The US State Department signed the bilateral treaty to outline the shared maritime boundary in the eastern waters of the Gulf of Mexico, starting just over 200 nautical miles off the coast of Tampa Bay and Florida, long known as the Eastern Gap. According to the agreement Cuba gets around 10% of the Eastern Gap. The offshore zone of Cuba is considered as oil rich waters, but until now there was no clear owner because it fell just beyond the maritime boundaries of the United States, Cuba and Mexico. The provisions of the treaty had been agreed upon under the Carter administration but were never formalized.
“The treaty is consistent with the longstanding US goals to resolve our outstanding maritime boundaries and promote maritime safety and protection of the marine environment”, said the US government in a statement.
Trilateral discussions begun in mid-2016 on the maritime territorial issue were concluded by the end of the year.

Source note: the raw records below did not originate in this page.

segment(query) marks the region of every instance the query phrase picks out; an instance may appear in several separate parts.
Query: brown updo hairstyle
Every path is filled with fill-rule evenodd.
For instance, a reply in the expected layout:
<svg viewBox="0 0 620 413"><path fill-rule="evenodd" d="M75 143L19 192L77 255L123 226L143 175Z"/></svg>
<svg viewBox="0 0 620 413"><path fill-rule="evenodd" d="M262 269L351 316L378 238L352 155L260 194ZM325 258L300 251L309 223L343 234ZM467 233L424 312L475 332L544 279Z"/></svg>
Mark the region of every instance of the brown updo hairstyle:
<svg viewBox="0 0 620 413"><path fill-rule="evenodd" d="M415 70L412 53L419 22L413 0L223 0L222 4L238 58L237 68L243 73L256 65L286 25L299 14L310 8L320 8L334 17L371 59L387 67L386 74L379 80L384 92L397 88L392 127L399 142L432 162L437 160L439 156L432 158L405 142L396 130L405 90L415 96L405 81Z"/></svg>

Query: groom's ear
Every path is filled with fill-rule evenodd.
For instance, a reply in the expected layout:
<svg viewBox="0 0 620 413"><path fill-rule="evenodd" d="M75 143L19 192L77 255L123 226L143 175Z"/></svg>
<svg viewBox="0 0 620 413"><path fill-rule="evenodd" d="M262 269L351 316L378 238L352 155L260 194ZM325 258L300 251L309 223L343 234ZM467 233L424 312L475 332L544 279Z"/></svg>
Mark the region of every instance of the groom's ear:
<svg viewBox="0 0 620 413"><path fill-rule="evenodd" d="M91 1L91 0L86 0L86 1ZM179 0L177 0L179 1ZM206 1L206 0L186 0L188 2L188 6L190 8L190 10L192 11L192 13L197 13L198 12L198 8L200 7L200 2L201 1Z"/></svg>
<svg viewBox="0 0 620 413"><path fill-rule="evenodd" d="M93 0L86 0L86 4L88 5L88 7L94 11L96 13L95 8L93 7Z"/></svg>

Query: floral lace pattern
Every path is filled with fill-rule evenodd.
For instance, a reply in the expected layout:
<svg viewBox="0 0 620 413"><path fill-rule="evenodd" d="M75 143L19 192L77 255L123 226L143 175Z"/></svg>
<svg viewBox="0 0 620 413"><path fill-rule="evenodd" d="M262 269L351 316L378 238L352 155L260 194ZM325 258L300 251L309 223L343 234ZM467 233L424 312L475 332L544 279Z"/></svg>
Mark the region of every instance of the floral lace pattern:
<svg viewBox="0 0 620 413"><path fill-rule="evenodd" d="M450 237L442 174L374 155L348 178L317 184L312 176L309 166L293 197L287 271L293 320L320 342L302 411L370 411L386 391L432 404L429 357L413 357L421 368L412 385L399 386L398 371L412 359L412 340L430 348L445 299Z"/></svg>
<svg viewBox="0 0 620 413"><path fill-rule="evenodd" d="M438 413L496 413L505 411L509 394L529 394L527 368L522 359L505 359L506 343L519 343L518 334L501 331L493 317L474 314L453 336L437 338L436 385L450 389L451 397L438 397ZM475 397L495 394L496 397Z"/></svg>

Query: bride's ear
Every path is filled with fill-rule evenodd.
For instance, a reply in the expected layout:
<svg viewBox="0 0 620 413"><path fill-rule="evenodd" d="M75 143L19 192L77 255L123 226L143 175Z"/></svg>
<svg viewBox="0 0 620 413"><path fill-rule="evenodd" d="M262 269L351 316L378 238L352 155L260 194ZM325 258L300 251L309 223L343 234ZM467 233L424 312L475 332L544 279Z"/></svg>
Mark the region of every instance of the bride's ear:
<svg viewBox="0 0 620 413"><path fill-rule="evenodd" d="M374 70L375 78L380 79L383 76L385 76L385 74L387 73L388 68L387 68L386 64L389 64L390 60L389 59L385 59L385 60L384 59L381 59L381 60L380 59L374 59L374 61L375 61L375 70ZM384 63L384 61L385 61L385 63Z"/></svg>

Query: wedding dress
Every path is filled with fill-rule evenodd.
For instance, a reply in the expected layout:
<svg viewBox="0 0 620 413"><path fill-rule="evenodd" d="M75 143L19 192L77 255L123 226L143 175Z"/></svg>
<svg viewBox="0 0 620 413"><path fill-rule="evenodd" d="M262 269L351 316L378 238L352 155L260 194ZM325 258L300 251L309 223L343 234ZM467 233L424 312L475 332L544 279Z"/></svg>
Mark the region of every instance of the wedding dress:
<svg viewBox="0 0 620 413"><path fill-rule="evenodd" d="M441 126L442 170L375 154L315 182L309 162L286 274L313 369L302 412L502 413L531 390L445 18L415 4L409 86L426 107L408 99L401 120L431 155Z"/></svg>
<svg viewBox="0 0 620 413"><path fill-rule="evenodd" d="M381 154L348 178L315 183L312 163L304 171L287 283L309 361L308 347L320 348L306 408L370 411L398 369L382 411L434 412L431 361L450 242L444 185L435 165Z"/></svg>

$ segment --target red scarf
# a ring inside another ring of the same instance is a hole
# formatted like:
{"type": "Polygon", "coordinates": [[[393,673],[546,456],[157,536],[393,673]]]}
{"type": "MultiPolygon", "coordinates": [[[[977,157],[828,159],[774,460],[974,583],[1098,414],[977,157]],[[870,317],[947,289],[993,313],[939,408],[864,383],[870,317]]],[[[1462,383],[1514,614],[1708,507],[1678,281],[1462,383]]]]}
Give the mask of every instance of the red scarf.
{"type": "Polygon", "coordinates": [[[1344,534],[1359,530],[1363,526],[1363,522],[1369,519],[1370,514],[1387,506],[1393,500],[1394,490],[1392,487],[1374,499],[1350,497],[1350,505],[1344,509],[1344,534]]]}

Several times Cuba had invited drillers to lease around the gap area, but the tenders were unsuccessful exactly because of the uncertainty over who owns the gap. Now the country can continue with development of the offshore blocks, but need to make several steps before completing the oil production. The area needs to have seismic survey and blocks need to be determined. Finally, if an undersea oil reservoir extends from one nation’s waters into another. This might take several years, but definitely will open door for Cuba to new economic development through oil and gas production.